`Millionaire's Row' Gives Glimpse Of Forgotten Era

NEWPORT, R.I. - For two miles along Bellevue Avenue, also known as "Millionaires' Row," stately mansions loom like fortresses behind gilded wrought-iron fences and towering stone walls.

But times have changed for these relics of Newport's Golden Age, which have names like Chateau-Sur-Mer, Marble House, Belcourt Castle.

Today, a dozen of the most opulent homes carry open invitations to anyone with the $6 to $7 price of admission. Busloads of sneakered, suntanned tourists are the most frequent guests.

Inheritance taxes and the enormous cost of upkeep have been the driving force behind much of the transition from private to public. As owners have died, heirs have turned the mansions over to preservationists who have promised to keep them safe from developers' blueprints and power saws.

One of the last to die was Newport socialite Edith Wetmore, who never married and died in 1966. She was well into her 80s when she made her first trip to the grocery store - a chauffeur-driven excursion from her palatial home to the new A&P about a mile away.

Accompanied by a friend who guided her through the aisles, helped her load the basket and led her to the checkout counter, she finally came to the cash register without a penny in her purse.

Wetmore, whose income was $6,000 a day, never even thought about carrying around money. The friend had to pay.

That says something about the lush world she came from, when turn-of-the-century society saw families like the Vanderbilts and Astors summering in 50-room "cottages" with household staffs that outnumbered occupants 10 to 1.

Inside the homes, floors of imported Italian marble and hardwood are covered with Persian carpets. Windows overlooking the Rhode Island Sound are draped in red velvet and walls are covered with spun silk.

Carved woodwork and plaster climb pillared walls and up spacious and winding stairways lit by huge crystal chandeliers.

They were the playhouses of vain and glorious business magnates who were inflated enough to pay homage to themselves: Bachelor Oliver Hazard Perry Belmont's initials "OB" were inlaid in silk wall coverings in the Belcourt Castle he built as a gentleman's retreat.

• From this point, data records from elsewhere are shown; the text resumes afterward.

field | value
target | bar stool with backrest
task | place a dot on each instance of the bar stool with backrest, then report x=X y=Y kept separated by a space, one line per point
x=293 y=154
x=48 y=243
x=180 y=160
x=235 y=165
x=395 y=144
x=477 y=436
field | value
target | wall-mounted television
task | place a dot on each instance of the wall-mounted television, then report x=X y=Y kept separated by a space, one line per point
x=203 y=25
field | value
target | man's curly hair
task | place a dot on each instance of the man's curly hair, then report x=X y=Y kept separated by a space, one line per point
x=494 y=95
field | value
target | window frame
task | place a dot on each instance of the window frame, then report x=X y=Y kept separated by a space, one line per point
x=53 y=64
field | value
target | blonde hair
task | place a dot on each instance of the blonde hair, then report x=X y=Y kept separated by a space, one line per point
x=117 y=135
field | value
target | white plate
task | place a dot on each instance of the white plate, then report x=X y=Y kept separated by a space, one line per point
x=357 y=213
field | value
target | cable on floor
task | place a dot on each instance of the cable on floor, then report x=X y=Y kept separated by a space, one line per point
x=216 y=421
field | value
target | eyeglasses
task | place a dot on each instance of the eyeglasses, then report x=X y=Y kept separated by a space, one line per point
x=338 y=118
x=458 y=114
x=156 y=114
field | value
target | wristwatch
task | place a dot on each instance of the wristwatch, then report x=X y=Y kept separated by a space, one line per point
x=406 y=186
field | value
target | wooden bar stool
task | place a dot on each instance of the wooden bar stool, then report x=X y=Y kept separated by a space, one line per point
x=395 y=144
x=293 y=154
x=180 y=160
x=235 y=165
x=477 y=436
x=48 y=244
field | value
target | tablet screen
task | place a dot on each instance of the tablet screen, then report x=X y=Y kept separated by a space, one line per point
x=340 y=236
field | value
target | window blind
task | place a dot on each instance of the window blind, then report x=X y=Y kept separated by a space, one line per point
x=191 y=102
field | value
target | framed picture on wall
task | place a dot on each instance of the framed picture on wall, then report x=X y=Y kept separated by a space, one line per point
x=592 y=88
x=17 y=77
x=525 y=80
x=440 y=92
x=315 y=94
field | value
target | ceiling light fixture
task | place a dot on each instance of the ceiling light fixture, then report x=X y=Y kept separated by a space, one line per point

Other mansion owners etched family monograms in stained-glass windows, and struck regal poses for sculptors and painters, whose renditions of themselves they prominently displayed.

In Wetmore's day, 10-course meals were eaten off solid gold services and it's been said that one hostess saw fit to bar from her table people who had less than $5 million. Another would not serve those whose cottages, furnished, cost less than $1 million.

Caroline Schermerhorn, who married William Backhouse Astor in 1853 and became the undisputed Queen of American society, insisted on being called "The Mrs. Astor."

Their summer home was the Astors' Beechwood, now privately owned but open to the public. A costumed staff re-creates the Astors' lifestyle of the 1890s.

With the help of a Southern gentleman, Ward McAllister, Astor devised her famous "Four Hundred," a list of 213 families and individuals whose lineage could be traced back at least three generations. Four hundred also was the number of guests who could comfortably fit into the ballroom of her New York Home.

Some of the homes remain private, partly hidden behind ancient beech and black-walnut trees and guarded by padlocked gates. Still others have fallen into the hands of developers - condominium contractors - to the ire of the locals.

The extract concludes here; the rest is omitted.